Todos conocemos la trayectoria de este mamotreto contractual que felizmente, después de más de cien años culminó con los Tratados Torrijos-Carter.

Sin embargo, desconociendo las luchas generacionales por lograr un solo territorio y una sola bandera, el gobierno actual del Presidente Varela ha suscrito un nuevo mamotreto jurídico, que supera con creces la nefasta entrega de nuestros derechos soberanos ocurrido hace más de cien años, entregándole a una transnacional la cabeza de más de 2 mil familias productoras de Barú, calificando a sus trabajadores de “invasores”, con tal de despojarlos de sus tierras para entregárselas a la empresa Del Monte Fresh Produce Panamá.

Con el espejismo de que dicha empresa invertirá cien millones de dólares y que producirá más de tres mil empleos, el presidente Varela promete la reactivación de la producción y exportación de banano desde el distrito de Barú, pisoteando los derechos de familias que desde el colapso de COSEMUPAR y otras organizaciones locales ha colocado a la región como la mas paupérrima del país, con un promedio de 60 por ciento de desocupados.

Aprovechándose de la angustia y pobreza de los baruenses, y deslumbrado por la cuantiosa inversión el presidente Varela firma un contrato ley, mediante el cual productores con título de propiedad estarán obligados a ceder sus tierras a cambio de un arrendamiento mezquino, no negociado, por un período de 40 años, prorrogables, casi a perpetuidad como el tratado de 1903.

El desconocimiento de las implicaciones financieras del negocio del banano, que tiene como amenazas problemas característicos de los enclaves bananeros, como son la expulsión de sus tierras a los productores, los riesgos de la salud humana y daños al medioambiente, sin haber un claro estudio de impacto ambiental, y además sin saberse claramente cuáles serían los ingresos para la nación, la implementación de este proyecto amerita una profunda mirada de atención.

El contrato está siendo demandado por inconstitucional.

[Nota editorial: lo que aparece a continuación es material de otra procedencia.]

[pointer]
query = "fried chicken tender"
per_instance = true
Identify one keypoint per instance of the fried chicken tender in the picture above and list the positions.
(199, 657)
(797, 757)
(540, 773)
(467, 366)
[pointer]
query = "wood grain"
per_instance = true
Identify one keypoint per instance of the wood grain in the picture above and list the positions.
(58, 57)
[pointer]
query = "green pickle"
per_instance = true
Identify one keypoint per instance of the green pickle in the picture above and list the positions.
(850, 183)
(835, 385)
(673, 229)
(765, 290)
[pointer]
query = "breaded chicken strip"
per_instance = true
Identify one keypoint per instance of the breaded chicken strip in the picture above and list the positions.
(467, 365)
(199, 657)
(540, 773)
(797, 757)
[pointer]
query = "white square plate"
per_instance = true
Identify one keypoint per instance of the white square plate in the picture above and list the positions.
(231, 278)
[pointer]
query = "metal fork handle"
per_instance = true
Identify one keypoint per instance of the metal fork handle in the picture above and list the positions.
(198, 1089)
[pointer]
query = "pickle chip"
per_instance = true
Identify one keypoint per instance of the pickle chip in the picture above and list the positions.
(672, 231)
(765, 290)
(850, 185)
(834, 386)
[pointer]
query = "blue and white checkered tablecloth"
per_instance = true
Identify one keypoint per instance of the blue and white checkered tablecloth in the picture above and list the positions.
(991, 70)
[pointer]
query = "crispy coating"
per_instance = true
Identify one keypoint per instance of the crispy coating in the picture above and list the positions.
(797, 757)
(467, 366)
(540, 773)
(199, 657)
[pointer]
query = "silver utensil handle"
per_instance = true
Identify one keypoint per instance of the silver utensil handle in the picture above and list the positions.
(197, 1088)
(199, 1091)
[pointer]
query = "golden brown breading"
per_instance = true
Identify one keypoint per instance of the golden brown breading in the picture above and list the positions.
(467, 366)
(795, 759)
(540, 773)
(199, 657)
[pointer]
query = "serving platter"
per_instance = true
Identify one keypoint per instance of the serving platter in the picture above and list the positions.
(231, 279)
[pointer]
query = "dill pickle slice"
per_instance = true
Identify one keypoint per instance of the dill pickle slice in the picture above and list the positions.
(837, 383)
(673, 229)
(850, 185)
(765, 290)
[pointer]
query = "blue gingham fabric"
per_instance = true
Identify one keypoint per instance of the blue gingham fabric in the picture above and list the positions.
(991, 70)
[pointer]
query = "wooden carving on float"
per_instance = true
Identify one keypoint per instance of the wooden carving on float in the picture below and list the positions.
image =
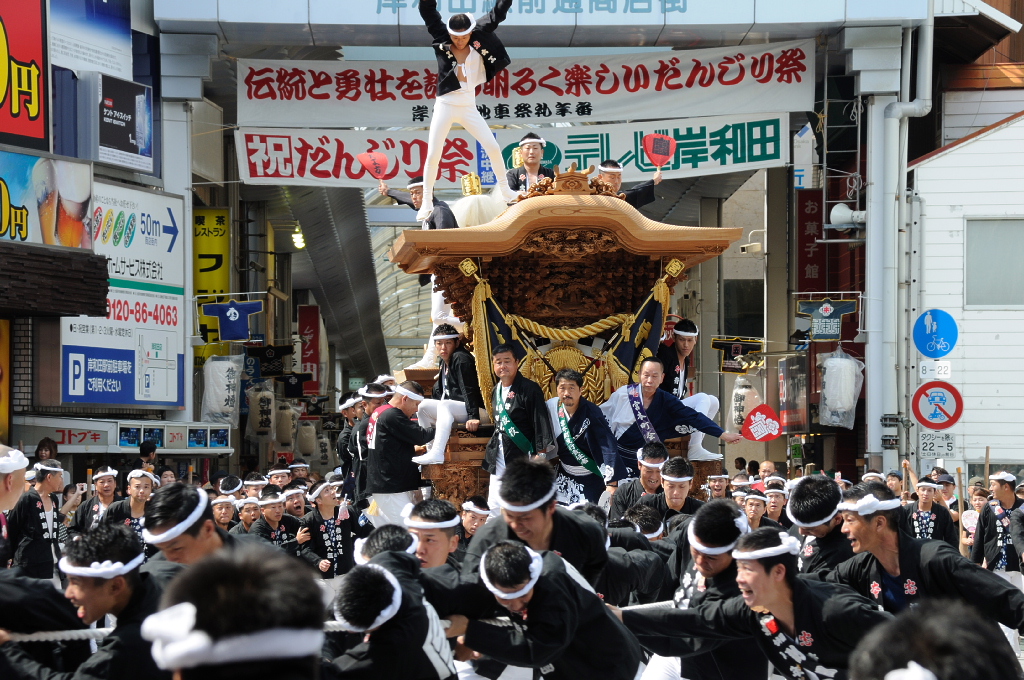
(569, 264)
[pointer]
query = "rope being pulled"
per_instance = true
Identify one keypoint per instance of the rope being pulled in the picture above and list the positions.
(100, 633)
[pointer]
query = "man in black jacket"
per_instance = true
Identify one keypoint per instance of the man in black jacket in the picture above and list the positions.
(469, 54)
(813, 509)
(103, 579)
(456, 395)
(522, 426)
(392, 477)
(641, 195)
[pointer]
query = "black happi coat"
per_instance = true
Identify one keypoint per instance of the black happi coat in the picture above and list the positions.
(283, 537)
(824, 553)
(942, 525)
(341, 550)
(629, 494)
(482, 40)
(519, 179)
(576, 537)
(701, 660)
(566, 633)
(121, 655)
(933, 569)
(120, 513)
(458, 381)
(529, 413)
(690, 505)
(411, 645)
(389, 467)
(33, 543)
(990, 533)
(829, 620)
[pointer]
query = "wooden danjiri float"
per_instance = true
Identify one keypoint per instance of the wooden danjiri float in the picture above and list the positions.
(572, 277)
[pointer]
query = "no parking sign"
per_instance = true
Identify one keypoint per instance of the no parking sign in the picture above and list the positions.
(937, 405)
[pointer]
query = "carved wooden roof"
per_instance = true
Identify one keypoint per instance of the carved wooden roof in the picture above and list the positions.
(562, 227)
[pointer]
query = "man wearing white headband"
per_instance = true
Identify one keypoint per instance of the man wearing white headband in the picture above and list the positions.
(650, 460)
(102, 572)
(522, 427)
(701, 569)
(805, 629)
(240, 613)
(928, 519)
(898, 571)
(587, 456)
(131, 511)
(639, 413)
(469, 54)
(559, 628)
(522, 177)
(641, 195)
(813, 510)
(392, 477)
(456, 397)
(530, 515)
(35, 525)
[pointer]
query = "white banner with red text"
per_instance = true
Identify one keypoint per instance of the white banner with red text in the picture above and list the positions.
(328, 158)
(623, 87)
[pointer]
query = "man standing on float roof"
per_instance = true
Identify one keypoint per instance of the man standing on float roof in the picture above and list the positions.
(469, 54)
(522, 177)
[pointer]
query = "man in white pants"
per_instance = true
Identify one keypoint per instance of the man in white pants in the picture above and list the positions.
(456, 395)
(469, 54)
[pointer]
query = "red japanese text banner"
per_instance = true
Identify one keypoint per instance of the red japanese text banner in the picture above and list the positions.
(329, 158)
(670, 84)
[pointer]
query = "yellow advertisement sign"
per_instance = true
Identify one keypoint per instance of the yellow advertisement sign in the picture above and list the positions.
(211, 272)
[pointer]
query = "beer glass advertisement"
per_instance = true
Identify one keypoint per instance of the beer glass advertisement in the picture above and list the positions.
(25, 79)
(793, 395)
(135, 355)
(125, 124)
(45, 200)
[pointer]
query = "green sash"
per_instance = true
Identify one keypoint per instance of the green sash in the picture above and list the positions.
(506, 425)
(582, 458)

Está plagado de numerosos vicios e inequidades para los productores, catalogado como un agronegocio de funestas consecuencias, por el declarado avasallamiento a los productores, como el caso del monopolio del agua por parte de la multinacional, y, además, por el hecho de que no se podrían hacer cambios al acuerdo, y que un arbitraje solo puede solucionarse bajo la jurisdicción norteamericana, no tiene otro calificativo que traición a la patria.

El banano es quizás la fruta mas barata del mundo. Pero es una de las mas vulnerables a plagas con efectos letales a quienes la producen. No se conocen planes de manejo de este agronegocio y por el hecho de ser impulsado por un presidente ilusionista, estamos a las puertas de un negociado a espaldas del pueblo panameño, que renovará demandas que ya han hecho historia en nuestro país con luto y miseria, repitiendo la permanente ofensa de comerciantes y gobernantes inescrupulosos en contra de las necesidades de nuestros hombres del campo.